L’hydrogène « blanc », le nouvel Eldorado ?

Par Bruno BOURGEON

mercredi 7 février 2024, par JMT

L’hydrogène « blanc », le nouvel Eldorado ?

La découverte d’hydrogène à l’état naturel dans le sous-sol lorrain a suscité un fort engouement médiatique, mais des incertitudes demeurent sur la taille de cette ressource et son exploitabilité.

« Le plus gros gisement d’hydrogène blanc du monde découvert en Lorraine », « un trésor dans le sous-sol », « le nouvel eldorado français… » Certains titres de presse fleurent bon l’optimisme après l’annonce en mai 2023, de la « découverte d’hydrogène naturel dans le bassin minier lorrain » par l’entreprise La Française de l’énergie (FDE).

Hydrogène naturel ? On parle aussi d’hydrogène « natif » ou « blanc ». Ce gaz se crée de manière continue dans la croûte terrestre grâce à des interactions entre l’eau et certaines roches. Récupéré et purifié, il est directement utilisable, alors que l’hydrogène actuel doit être produit industriellement.

Deux techniques sont possibles : la première fait réagir du méthane et de la vapeur à très haute température – on parle de vapocraquage –, moyennant de fortes émissions de carbone. Il s’agit d’hydrogène « gris ».

La seconde technique fait passer un courant électrique dans de l’eau, c’est l’électrolyse, plus coûteuse mais décarbonée si l’électricité l’est aussi. C’est l’hydrogène « vert ».

L’hydrogène blanc est une curiosité géologique connue de longue date, mais sa découverte en Moselle est une surprise. En effet, si FDE a foré cinq puits d’exploration dans la zone ces 20 dernières années, c’est d’abord pour y trouver du gaz de couche, c’est-à-dire du méthane piégé dans les veines de charbon. C’est le fameux grisou tant redouté des mineurs.
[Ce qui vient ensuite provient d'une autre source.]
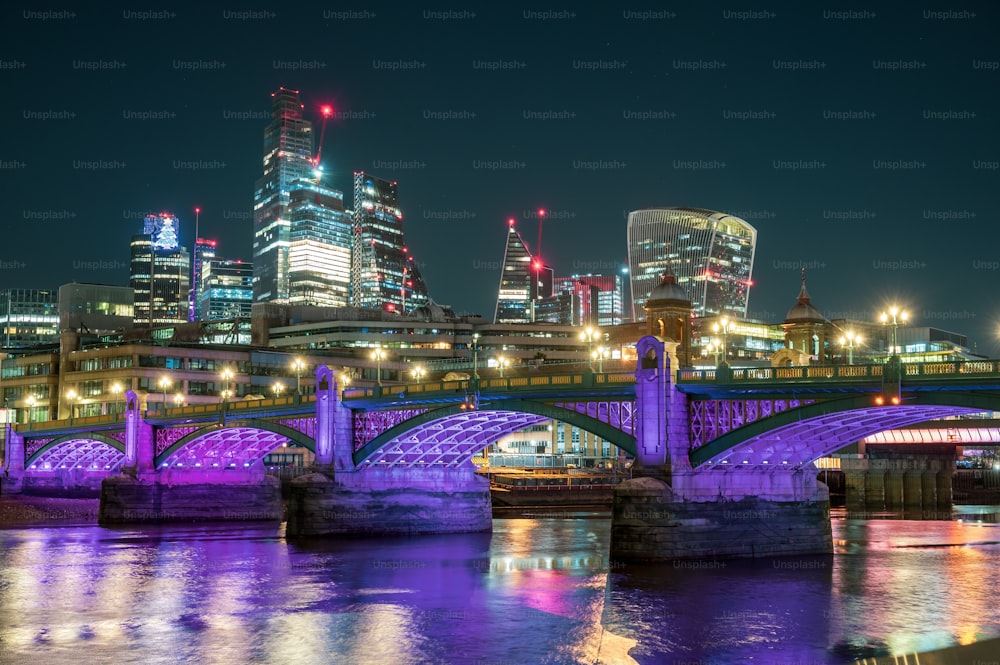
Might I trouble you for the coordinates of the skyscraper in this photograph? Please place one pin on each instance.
(160, 271)
(522, 281)
(710, 253)
(288, 156)
(383, 272)
(227, 290)
(600, 297)
(319, 253)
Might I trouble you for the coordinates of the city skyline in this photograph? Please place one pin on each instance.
(870, 167)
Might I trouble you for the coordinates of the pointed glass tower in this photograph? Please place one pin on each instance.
(518, 282)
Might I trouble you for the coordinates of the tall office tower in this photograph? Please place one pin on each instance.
(204, 251)
(160, 273)
(28, 317)
(319, 251)
(601, 297)
(523, 281)
(710, 253)
(95, 308)
(288, 156)
(227, 290)
(383, 273)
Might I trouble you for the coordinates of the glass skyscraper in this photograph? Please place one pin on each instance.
(383, 272)
(319, 251)
(710, 253)
(226, 289)
(519, 282)
(288, 156)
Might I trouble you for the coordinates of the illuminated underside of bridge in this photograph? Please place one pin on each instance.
(452, 440)
(82, 453)
(238, 447)
(799, 443)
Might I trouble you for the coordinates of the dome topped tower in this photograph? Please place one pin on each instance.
(806, 330)
(668, 316)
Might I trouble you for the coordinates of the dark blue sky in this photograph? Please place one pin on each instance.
(861, 141)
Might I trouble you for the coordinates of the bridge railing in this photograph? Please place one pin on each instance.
(111, 419)
(510, 384)
(934, 370)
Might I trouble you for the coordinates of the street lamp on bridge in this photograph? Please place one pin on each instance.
(894, 317)
(848, 340)
(475, 356)
(71, 395)
(226, 375)
(723, 326)
(298, 365)
(589, 335)
(164, 383)
(378, 355)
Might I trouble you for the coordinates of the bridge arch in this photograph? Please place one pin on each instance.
(451, 435)
(91, 451)
(797, 437)
(241, 444)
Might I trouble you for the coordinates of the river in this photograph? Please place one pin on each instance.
(536, 590)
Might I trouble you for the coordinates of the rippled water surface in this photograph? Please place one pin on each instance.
(535, 591)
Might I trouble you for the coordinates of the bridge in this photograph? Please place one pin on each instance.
(393, 459)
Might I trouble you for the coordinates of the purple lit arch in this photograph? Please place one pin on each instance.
(92, 451)
(797, 437)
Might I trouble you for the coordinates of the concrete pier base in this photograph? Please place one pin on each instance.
(651, 523)
(389, 501)
(126, 500)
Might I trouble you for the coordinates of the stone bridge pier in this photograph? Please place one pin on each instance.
(143, 493)
(342, 498)
(670, 511)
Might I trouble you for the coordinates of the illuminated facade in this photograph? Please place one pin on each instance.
(710, 253)
(288, 154)
(600, 298)
(95, 308)
(28, 317)
(204, 251)
(519, 282)
(160, 279)
(227, 290)
(319, 253)
(383, 272)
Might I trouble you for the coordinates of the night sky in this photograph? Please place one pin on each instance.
(860, 140)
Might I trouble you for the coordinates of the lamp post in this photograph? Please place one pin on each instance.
(589, 335)
(378, 355)
(30, 401)
(298, 365)
(894, 317)
(849, 339)
(164, 383)
(475, 356)
(723, 326)
(600, 354)
(712, 347)
(71, 396)
(116, 390)
(226, 375)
FDE a d’ailleurs fini par obtenir de l’Etat l’autorisation d’exploiter ce gaz fossile, émetteur de GES, après une première demande rejetée et un recours devant le tribunal administratif.

Ce gaz de couche étant dissous dans l’eau d’un aquifère – c’est-à-dire une couche de roches souterraines poreuses –, l’entreprise s’est associée au laboratoire GeoRessources (Université de Lorraine / CNRS), qui a développé une sonde permettant de mesurer la concentration de ce gaz au fond du puits.

Les résultats semblent concluants : le gaz dissous dans l’eau est très chargé en méthane. Mais surtout, il contient de plus en plus d’hydrogène à mesure que l’on creuse, expliquent Jacques Pironon et Philippe de Donato : 6% à 800 mètres de profondeur, 15% à 1100 mètres, 20% à 1250 mètres…

« De telles proportions nous permettent désormais de considérer qu’à 3000 mètres de profondeur, la teneur en hydrogène pourrait dépasser 90%, d’après nos modélisations. Ce gisement lorrain pourrait contenir jusqu’à 46 millions de tonnes d’hydrogène blanc, c’est-à-dire plus de la moitié de la production annuelle mondiale actuelle d’hydrogène gris », écrivent les chercheurs dans The Conversation.

Si cette découverte suscite autant d’enthousiasme, c’est que l’hydrogène décarboné est amené à jouer un rôle crucial dans la transition énergétique, notamment pour remplacer l’hydrogène gris utilisé par l’industrie.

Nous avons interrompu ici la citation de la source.